Workplace conflicts: how to deal with them
Friction with colleagues is a fact of life that must be faced
Face it: You’re going to have conflicts in the workplace. They’re unavoidable. But if you keep these simple – albeit difficult to act on – rules in mind, you’ll learn to navigate conflict more productively. 1. Stay focused on the most essential objectives. It’s easy to become aggravated by other people’s actions and forget what you were trying to achieve in the first place.
2. Don’t fight over things that don’t matter.
3. Build an empathetic understanding of others’ points of view.
4. Adhere to the old adage: Keep your friends close, and your enemies closer. People naturally like pleasant interactions and seek to avoid discomfort. Consequently, we tend to shun those with whom we’re having disagreements. Bad idea. You cannot know what others are thinking or doing if you don’t engage with them.

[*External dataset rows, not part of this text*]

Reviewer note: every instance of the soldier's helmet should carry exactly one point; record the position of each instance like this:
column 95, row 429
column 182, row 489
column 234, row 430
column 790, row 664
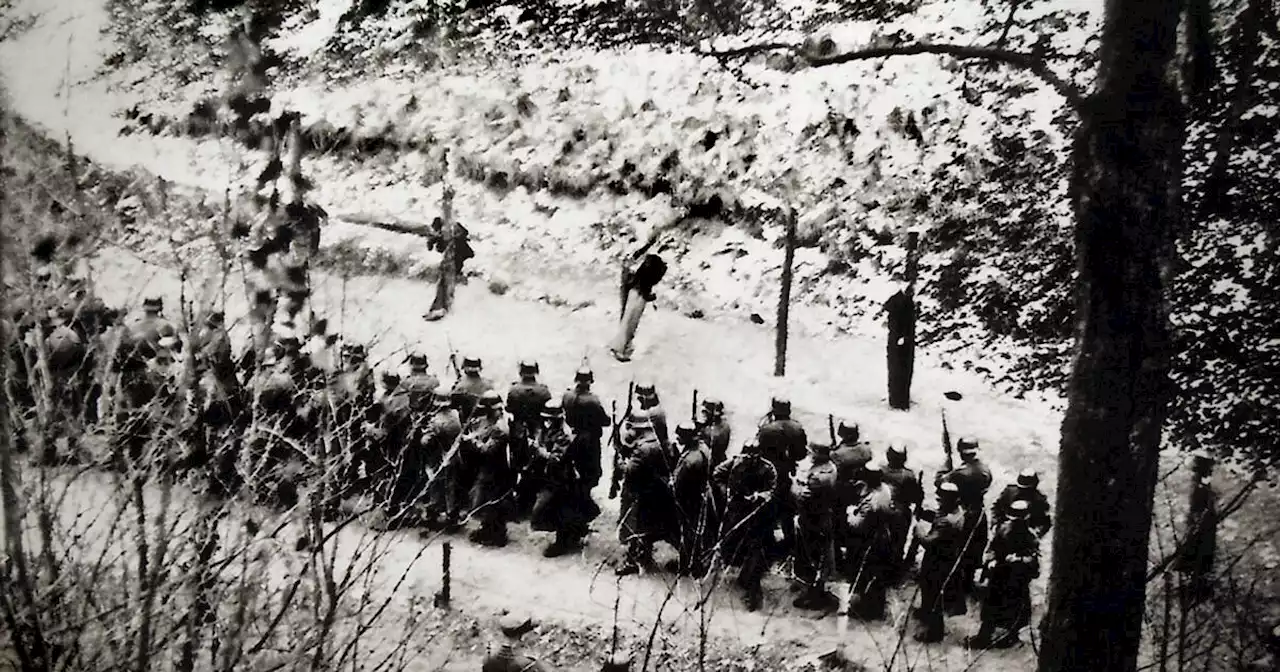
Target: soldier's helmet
column 515, row 626
column 639, row 419
column 1019, row 508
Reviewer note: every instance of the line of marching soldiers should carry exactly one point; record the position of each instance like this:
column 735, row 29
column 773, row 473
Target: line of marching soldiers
column 437, row 457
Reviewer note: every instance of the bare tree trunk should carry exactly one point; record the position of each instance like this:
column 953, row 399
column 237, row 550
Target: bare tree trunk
column 780, row 344
column 1127, row 196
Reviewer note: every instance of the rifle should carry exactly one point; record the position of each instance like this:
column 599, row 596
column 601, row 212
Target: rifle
column 616, row 440
column 914, row 547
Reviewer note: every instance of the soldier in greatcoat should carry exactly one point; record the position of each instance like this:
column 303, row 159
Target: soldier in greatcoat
column 470, row 387
column 942, row 535
column 818, row 506
column 525, row 401
column 1025, row 488
column 695, row 501
column 714, row 430
column 648, row 503
column 908, row 496
column 871, row 534
column 439, row 440
column 784, row 443
column 1013, row 562
column 749, row 489
column 485, row 453
column 973, row 479
column 585, row 415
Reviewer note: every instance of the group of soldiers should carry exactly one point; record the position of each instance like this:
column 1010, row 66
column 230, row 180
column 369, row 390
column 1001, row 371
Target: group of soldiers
column 307, row 416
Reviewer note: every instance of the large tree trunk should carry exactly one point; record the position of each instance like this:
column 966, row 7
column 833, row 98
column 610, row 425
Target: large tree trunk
column 1127, row 199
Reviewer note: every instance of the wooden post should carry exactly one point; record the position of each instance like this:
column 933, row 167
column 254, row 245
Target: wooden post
column 442, row 598
column 780, row 355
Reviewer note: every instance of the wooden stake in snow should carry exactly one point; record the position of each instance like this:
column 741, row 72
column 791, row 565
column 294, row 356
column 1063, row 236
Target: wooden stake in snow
column 447, row 280
column 780, row 344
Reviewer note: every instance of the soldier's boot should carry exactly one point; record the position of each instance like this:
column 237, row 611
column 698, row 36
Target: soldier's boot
column 566, row 542
column 753, row 595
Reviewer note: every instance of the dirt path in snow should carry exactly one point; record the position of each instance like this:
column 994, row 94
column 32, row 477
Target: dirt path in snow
column 727, row 360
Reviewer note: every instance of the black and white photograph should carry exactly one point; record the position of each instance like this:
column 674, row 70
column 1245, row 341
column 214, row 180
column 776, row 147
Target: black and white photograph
column 640, row 336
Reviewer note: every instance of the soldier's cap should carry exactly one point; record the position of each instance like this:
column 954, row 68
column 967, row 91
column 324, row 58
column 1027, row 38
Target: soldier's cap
column 515, row 626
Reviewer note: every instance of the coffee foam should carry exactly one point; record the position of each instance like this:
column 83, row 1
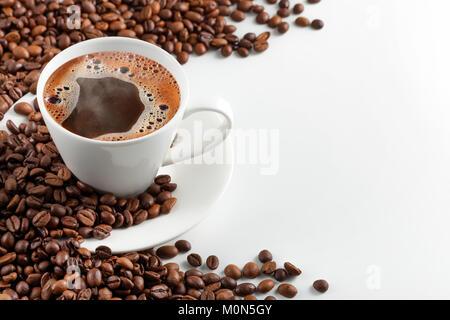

5. Use humour to defuse difficult situations. For example, when Ronald Reagan ran for president of the United States, he was (at the time) the oldest person to have ever been a candidate for that office. During the 1984, Kansas City debate with the Democratic candidate, Walter Mondale, one of the questioners asked Reagan if he thought age would be an issue in the upcoming election. His reply? “I am not going to exploit, for political purposes, my opponent’s youth and inexperience.”